Monique Medeiros deixa prisão após perdão judicial; Ministério Público anuncia recurso - Estado do Pará Online

Monique Medeiros deixa prisão após perdão judicial; Ministério Público anuncia recurso

Mãe de Henry Borel teve acusação de homicídio doloso desclassificada pelo júri e cumpriu pena por omissão relacionada à tortura sofrida pelo filho

magem: Brunno Dantas/TJRJ

Após mais de três anos de prisão, Monique Medeiros deixou o presídio feminino Talavera Bruce, no Complexo Penitenciário de Gericinó, no Rio de Janeiro, na tarde desta quinta-feira (4). A saída ocorreu após decisão da Justiça que concedeu perdão judicial à mãe de Henry Borel, menino de 4 anos morto em março de 2021. O Ministério Público do Rio de Janeiro informou que irá recorrer da sentença.

O julgamento foi concluído após dez dias de sessões no 2º Tribunal do Júri do Rio. Os jurados decidiram desclassificar a acusação de homicídio doloso atribuída a Monique para homicídio culposo, quando não há intenção de matar. Ela também foi condenada por omissão diante das torturas sofridas pelo filho.

A juíza Elizabeth Louro fixou pena de um ano e quatro meses de prisão pela omissão relacionada à tortura. Como Monique já havia permanecido presa preventivamente por período superior à condenação, a pena foi considerada cumprida, permitindo sua liberação.

Apesar da decisão, o Ministério Público afirmou que pretende contestar o resultado. Segundo o promotor Fábio Vieira, a acusação entende que Monique também deveria ter sido responsabilizada pela morte de Henry.

O Ministério Público informou que vai recorrer da decisão. Segundo o promotor Fábio Vieira, a acusação entende que Monique também deveria ter sido responsabilizada pela morte do filho. “Numa primeira quesitação, Monique foi considerada responsável pela morte dolosa do Henry, então ela teria que ser condenada também pela morte dolosa”, afirmou. O órgão também questiona procedimentos adotados durante a formulação dos quesitos submetidos ao Conselho de Sentença.
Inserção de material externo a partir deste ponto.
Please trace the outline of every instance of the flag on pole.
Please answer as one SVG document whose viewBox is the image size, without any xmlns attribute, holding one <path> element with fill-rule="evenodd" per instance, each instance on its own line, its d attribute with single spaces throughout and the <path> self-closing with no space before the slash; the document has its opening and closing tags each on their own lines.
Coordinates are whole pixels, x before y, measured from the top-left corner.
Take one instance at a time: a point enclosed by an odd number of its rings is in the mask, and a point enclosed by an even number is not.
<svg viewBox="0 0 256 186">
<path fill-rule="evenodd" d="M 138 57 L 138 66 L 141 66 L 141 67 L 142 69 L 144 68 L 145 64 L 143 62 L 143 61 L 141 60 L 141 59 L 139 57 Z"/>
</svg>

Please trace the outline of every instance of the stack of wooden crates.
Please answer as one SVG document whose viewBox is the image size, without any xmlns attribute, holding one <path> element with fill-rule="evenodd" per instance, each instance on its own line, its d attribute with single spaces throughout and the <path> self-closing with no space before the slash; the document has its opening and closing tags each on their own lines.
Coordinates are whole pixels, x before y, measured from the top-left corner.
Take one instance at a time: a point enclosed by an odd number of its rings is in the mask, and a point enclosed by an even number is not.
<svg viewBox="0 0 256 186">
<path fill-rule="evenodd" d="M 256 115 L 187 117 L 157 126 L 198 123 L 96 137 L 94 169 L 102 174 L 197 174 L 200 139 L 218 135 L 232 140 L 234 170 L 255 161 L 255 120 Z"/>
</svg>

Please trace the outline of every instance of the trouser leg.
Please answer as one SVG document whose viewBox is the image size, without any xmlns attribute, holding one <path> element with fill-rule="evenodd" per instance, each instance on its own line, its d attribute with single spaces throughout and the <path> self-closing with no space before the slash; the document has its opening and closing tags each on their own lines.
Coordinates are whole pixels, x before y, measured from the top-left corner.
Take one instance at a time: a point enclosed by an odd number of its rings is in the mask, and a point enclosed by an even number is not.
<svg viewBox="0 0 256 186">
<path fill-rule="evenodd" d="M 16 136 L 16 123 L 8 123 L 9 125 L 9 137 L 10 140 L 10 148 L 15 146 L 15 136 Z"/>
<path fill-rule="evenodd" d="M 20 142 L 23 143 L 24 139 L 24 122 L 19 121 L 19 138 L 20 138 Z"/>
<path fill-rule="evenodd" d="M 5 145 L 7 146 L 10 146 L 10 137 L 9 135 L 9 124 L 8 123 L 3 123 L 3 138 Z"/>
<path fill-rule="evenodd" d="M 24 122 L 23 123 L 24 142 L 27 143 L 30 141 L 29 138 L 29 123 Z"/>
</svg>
Durante o julgamento, a acusação sustentou que Monique tinha conhecimento das agressões sofridas pelo filho e não tomou medidas para afastá-lo do convívio com o então companheiro, o ex-vereador Jairo.

Já a defesa afirmou que Monique não praticou agressões contra Henry e argumentou que ela também vivia em uma relação marcada por violência e abusos. Os advogados defenderam que a mãe do menino não conseguiu identificar a gravidade da situação a tempo de impedir a tragédia.

No mesmo julgamento, Jairinho foi condenado a 43 anos, 9 meses e 20 dias de prisão pelos crimes de homicídio duplamente qualificado, tortura e coação no curso do processo.

Com o anúncio do recurso, a discussão sobre a responsabilização de Monique ainda deverá ser analisada pelas instâncias superiores da Justiça.